20/06/2024 Frontiers Journals

With the rapid development of mobile networks, location-based services have become deeply embedded in people's daily lives. Although the k-NN search problem has obtained a lot of research results, the search problem on road networks still faces many challenges due to the nature of frequent movement of objects on road networks. One of the most straightforward solutions is to utilize Dijkstra's algorithm, which searches k nodes from the remaining nodes to a target node in non-decreasing distance order. A tree-based decomposition solution to the k-NN search problem is designed into the TEN-Query algorithm. A tree-based decomposition index is proposed to convert the graph into a tree structure, where local search results are pre-computed and indexed. However, most indicators are limited by the size of the k value.
To solve the problems, a research team led by Wei JIANG published their new research on 15 June 2024 in Frontiers of Computer Science co-published by Higher Education Press and Springer Nature.

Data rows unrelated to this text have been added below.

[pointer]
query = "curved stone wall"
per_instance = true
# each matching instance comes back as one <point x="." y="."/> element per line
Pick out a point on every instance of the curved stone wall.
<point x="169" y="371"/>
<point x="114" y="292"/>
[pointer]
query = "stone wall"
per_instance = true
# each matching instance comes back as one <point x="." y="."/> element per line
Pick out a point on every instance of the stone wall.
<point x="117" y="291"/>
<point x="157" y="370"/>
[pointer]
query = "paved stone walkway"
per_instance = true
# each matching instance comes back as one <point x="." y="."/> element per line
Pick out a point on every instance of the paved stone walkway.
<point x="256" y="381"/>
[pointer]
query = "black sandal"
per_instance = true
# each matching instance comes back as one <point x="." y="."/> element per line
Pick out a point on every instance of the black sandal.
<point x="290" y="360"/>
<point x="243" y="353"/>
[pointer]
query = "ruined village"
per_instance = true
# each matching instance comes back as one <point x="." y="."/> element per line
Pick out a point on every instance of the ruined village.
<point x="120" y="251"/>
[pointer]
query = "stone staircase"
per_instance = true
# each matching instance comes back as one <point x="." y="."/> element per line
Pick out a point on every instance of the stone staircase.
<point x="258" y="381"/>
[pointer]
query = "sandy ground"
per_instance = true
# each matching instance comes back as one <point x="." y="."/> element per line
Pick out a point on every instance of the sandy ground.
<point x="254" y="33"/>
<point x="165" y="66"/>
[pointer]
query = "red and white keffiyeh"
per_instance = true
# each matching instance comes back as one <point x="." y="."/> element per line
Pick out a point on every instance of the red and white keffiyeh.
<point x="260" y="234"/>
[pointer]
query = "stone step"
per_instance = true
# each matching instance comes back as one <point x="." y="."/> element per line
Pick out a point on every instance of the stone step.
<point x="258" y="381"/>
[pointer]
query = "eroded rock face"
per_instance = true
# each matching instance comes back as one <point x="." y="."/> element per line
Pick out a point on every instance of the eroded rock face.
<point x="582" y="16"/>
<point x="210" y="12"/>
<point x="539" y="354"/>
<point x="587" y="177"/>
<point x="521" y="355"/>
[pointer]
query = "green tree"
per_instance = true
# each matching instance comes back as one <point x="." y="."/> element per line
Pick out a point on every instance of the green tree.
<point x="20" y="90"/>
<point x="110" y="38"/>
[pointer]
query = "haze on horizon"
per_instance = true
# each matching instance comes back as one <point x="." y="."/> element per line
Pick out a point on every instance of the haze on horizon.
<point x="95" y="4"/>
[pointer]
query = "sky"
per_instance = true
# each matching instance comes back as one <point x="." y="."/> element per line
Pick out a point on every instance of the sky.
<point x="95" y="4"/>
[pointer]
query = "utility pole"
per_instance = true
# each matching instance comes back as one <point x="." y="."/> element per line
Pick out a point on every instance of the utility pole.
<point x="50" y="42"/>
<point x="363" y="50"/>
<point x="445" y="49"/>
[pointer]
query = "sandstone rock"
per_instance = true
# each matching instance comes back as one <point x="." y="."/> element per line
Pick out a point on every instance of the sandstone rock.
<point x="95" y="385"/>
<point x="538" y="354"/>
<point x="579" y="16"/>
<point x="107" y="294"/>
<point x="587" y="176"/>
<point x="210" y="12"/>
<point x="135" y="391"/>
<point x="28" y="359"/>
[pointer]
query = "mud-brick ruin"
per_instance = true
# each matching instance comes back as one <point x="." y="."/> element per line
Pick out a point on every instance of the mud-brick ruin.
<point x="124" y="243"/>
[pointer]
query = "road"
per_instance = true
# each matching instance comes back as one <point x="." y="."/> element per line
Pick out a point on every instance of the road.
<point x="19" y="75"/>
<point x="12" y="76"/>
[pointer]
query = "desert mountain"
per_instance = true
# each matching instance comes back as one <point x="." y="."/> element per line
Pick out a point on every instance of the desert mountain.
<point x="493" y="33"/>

The team proposed Graph-Decomposed k-NN Searching Algorithm to improve the time-efficiency of nearest nodes searching.
In the research, A graph-decomposed tree is constructed from road network. All nodes of the road network are first abstracted as tree nodes, then tree nodes are constructed as a graph-decomposed tree, the tree nodes are connected into a tree based on the weighted cost model.

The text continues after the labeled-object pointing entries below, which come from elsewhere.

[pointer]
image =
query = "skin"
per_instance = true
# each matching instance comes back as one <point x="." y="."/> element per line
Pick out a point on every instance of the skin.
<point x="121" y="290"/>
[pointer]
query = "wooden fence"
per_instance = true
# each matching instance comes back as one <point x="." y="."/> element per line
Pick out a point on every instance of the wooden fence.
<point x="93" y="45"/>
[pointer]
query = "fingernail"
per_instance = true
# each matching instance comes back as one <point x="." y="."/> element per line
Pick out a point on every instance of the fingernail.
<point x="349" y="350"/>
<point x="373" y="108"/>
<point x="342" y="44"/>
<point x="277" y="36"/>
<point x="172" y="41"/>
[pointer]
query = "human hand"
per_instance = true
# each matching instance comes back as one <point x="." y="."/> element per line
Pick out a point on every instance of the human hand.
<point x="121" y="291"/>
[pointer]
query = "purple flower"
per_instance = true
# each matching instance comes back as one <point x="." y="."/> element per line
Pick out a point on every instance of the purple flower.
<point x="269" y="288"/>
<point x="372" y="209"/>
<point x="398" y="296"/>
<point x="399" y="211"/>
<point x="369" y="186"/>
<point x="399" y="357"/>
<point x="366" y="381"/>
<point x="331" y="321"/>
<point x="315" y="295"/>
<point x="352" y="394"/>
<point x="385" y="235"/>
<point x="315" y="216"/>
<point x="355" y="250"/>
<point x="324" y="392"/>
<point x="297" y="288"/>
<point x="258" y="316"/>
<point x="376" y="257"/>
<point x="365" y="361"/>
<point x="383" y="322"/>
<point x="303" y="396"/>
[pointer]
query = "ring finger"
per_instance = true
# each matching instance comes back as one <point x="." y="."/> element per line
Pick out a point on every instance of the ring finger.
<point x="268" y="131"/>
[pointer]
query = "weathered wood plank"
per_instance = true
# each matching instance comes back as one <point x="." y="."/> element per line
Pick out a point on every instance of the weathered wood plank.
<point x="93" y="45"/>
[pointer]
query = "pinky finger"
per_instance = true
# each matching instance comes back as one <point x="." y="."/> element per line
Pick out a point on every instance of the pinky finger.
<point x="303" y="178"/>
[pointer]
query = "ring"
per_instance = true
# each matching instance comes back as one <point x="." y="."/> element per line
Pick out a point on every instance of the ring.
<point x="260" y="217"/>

The pruning strategy can improve the time-efficiency of k-NN searching algorithm, displayed in Algorithm 1, that can be divided into three subroutines. The first subroutine is used to construct a graph-decomposed tree of road network (Section 3.1 and Line 1). The second subroutine is the key step of kNN searching to find all the shortest path from nodes to query node (Lines 2-9). The query node weighted by 0 is initially added to the candidate set (Line 2), then the verification of minimum common ancestor between query node and data node is determined for different processing strategies to calculate the shortest path.This paper designs a novel algorithm of kNN searching on road network. A graph-decomposed tree is constructed from road network based on one abstracted rule and a cost model, then a graph-decomposed kNN searching algorithm is proposed to improve the query time-efficiency. Extensive empirical studies on real and synthetic graphs demonstrate that our techniques outperform the state-of-the-art algorithms on six datasets.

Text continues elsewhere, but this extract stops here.